The Israel Prison Service (IPS) has toughened the procedures related to incarcerated terrorists taking pictures inside the prison and the dissemination of such pictures.

The change was made after terrorist Omar al-Jalil, who murdered three members of the Salomon family in the community of Halamish two years ago, was documented last July taking photos with his parents while they were visiting him in prison.

The terrorist's photos came into the hands of Elihai Ben-Yishai, the brother of Ruth Fogel who was murdered along with her husband and three children in a terrorist attack in Itamar in 2011. Ben-Yishai was shocked by the fact that the terrorist was freely taking photos inside the prison and filed a complaint with the IPS.

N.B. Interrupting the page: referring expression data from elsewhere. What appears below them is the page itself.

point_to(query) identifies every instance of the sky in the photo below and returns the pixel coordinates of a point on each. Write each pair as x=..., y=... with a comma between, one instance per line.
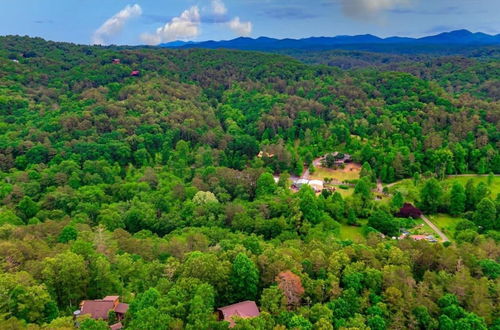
x=134, y=22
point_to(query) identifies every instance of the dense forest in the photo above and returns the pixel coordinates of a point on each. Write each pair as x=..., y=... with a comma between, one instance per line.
x=136, y=172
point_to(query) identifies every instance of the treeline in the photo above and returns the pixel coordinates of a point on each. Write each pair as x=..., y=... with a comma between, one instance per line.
x=150, y=186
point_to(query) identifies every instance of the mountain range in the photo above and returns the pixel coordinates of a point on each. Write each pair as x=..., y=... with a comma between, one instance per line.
x=453, y=39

Following Ben Yishai's complaint, public pressure began on the IPS to change its procedure. Among others, the “Choosing Life” forum of bereaved families appealed to Internal Security Ministry Gilad Erdan and asked that the procedures be tightened.

In addition, the "Im Tirtzu" movement and the Lavi organization sent requests for information to the IPS regarding photography and distribution of images of imprisoned terrorists. The IPS did not agree to provide information regarding the image of the terrorist al-Jalil, but did acknowledge that the IPS does not count the number of photographs taken by the prisoners and does not digitally track them.

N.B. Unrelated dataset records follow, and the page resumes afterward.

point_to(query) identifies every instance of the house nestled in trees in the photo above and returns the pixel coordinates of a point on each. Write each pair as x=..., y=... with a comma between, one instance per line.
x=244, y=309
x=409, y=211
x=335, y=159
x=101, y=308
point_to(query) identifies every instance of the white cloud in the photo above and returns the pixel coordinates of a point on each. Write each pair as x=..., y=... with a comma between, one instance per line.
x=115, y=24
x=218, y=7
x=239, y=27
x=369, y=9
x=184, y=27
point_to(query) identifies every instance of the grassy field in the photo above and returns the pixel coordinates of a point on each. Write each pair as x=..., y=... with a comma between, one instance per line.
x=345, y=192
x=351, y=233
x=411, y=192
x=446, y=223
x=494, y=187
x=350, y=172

It was further said that there is no permanent list of photographers and every request by a photographer is considered by the IPS.

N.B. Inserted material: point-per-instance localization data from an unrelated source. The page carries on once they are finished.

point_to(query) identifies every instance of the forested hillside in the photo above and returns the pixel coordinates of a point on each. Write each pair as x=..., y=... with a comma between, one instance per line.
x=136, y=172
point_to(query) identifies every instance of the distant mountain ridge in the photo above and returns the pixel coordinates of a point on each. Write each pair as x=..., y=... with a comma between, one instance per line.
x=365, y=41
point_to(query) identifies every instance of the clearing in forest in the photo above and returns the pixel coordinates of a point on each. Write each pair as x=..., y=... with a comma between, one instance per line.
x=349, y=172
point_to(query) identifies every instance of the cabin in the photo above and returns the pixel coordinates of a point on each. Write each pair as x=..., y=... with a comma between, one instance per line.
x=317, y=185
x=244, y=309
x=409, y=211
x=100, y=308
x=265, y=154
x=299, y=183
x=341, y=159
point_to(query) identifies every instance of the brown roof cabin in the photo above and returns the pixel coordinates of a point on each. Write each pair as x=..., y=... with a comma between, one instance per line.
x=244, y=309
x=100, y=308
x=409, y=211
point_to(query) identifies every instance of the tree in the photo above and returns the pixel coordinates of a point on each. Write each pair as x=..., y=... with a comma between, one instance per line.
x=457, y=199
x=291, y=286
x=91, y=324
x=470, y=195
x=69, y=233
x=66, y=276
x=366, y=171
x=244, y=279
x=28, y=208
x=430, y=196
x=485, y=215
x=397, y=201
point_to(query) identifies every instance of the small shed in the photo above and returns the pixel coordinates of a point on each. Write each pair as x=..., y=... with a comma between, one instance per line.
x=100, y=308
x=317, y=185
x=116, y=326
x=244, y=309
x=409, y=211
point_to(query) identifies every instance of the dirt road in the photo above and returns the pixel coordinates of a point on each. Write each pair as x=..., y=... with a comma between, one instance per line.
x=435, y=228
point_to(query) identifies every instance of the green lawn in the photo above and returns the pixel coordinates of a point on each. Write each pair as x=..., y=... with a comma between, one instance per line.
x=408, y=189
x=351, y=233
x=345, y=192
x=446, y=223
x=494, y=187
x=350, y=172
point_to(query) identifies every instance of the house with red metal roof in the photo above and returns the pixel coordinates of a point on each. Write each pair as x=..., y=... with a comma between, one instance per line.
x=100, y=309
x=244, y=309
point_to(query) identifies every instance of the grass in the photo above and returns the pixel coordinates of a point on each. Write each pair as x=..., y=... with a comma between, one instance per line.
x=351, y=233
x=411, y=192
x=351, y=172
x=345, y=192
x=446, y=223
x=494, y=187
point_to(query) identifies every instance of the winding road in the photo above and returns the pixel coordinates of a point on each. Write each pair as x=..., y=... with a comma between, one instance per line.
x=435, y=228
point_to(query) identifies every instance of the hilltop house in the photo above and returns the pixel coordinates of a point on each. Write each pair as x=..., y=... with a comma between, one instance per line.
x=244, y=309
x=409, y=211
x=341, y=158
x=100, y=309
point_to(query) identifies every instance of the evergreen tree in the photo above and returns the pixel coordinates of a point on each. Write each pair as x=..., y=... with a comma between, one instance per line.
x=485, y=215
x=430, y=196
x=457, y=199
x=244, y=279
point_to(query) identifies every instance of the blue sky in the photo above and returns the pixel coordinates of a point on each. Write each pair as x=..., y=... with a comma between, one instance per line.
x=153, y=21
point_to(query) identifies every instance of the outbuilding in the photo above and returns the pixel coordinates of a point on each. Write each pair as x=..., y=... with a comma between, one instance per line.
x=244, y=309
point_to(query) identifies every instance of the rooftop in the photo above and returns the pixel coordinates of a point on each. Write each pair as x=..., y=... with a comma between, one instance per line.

In an update to the rules on security prisoners issued by the IPS earlier this week, it completely changed the procedure for photographing terrorists.

Photos will now be permitted only if one of the terrorist's family members is terminally or seriously ill. In addition, the photography will only be done by an IPS photographer and the terrorist will pay for the photograph. The new procedure prohibits the photo from being taken outside the prison and prohibits taking a photo of the terrorist with his family members.

In addition, the decision on whether to allow the terrorist to be photographed will be made after a discussion of the gravity of the offense and its circumstances, while giving weight to possible harm to the feelings of the public and to the victims of the offense.

The Lavi and “Im Tirtzu” organizations responded to the new procedure and said, "It was shameful seeing the pictures of the terrorists smiling with their families being distributed everywhere. The IPS did well in deciding on new and tougher procedures. While this is only the tip of the iceberg of the benefits the terrorists receive in prisons, the move should be welcomed. We will continue to work to remove the smile from the faces of terrorists. We will not stop until the celebration of corruption in the prisons by those lowly killers has completely ceased."